Ricerca, dai brividi alle ‘spie’ cutanee: i nuovi sintomi del Covid-19

coronavirus covid influenzaIn aggiunta a quelli comunemente conosciuti, i ricercatori britannici hanno elencato una serie di nuovi sintomi del covid-19, manifestati in diverse fasce d’età. Lo studio è stato condotto dall’Imperial College di Londra sulla base di osservazioni condotte su oltre un milione di persone.

I nuovi sintomi del covid-19: quali sono

Tra i campanelli d’allarme finora conosciuti spiccano febbre, tosse secca e spossatezza. In presenza di uno, o più, di questi sintomi è preferibile il ricorso al tampone in quanto la probabilità che siano causati da coronavirus è elevata. Molti riscontrano anche perdita di gusto e olfatto, oltre al mal di gola. Nei casi più gravi si avvertono disturbi e affaticamento nella respirazione.

Soprattutto durante la stagione invernale risulta difficile distinguere l’insorgenza del covid-19 dalla comune influenza essendo le sintomatologie molto simili, seppur diverse per certi aspetti. Il nuovo studio britannico offre nuovi spunti capaci di recepire fin dai primi momenti la probabile positività al virus, ovviamente da confermare mediante gli appositi test a disposizione.

Gli studiosi del team React (Real-time Assessment of Community Transmission) hanno inserito tra i sintomi ‘spia’ del covid-19 anche brividi, perdita di appetito, forti mal di testa e dolori muscolari.
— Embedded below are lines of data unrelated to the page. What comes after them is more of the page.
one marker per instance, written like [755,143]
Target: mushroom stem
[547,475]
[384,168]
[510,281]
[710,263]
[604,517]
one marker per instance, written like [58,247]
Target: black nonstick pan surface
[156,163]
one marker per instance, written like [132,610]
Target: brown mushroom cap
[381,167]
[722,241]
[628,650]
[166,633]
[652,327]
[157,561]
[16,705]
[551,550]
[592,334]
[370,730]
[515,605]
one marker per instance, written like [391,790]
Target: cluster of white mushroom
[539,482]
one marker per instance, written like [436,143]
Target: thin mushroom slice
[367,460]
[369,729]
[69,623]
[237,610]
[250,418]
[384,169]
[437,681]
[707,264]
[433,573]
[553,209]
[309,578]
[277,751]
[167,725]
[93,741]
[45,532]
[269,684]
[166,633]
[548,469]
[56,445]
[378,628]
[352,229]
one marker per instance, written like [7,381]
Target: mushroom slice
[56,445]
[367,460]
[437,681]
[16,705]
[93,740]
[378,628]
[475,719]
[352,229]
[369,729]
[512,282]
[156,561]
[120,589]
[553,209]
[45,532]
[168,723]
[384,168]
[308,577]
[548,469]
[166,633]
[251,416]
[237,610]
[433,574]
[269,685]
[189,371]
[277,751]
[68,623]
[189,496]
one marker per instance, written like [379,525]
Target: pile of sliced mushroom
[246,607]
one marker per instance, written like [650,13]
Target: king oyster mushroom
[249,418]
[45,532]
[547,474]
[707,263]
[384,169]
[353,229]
I ricercatori hanno notato una differenziazione di età nella presentazione di ciascun sintomo, tranne per i brividi: questi risultavano comparire in tutti i gruppi indipendentemente dall’anagrafe.

Non sono da trascurare nemmeno i sintomi dermatologici. Il professor Tim Spector, epidemiologo del King’s College of London, già il mese scorso aveva segnalato il sintomo della ‘lingua covid’: una particolare colorazione dell’organo derivato dallo sviluppo di ulcere nel tratto orale. A questi si aggiungono alcuni segnali cutanei quali orticaria, vescicole, geloni a mani e piedi.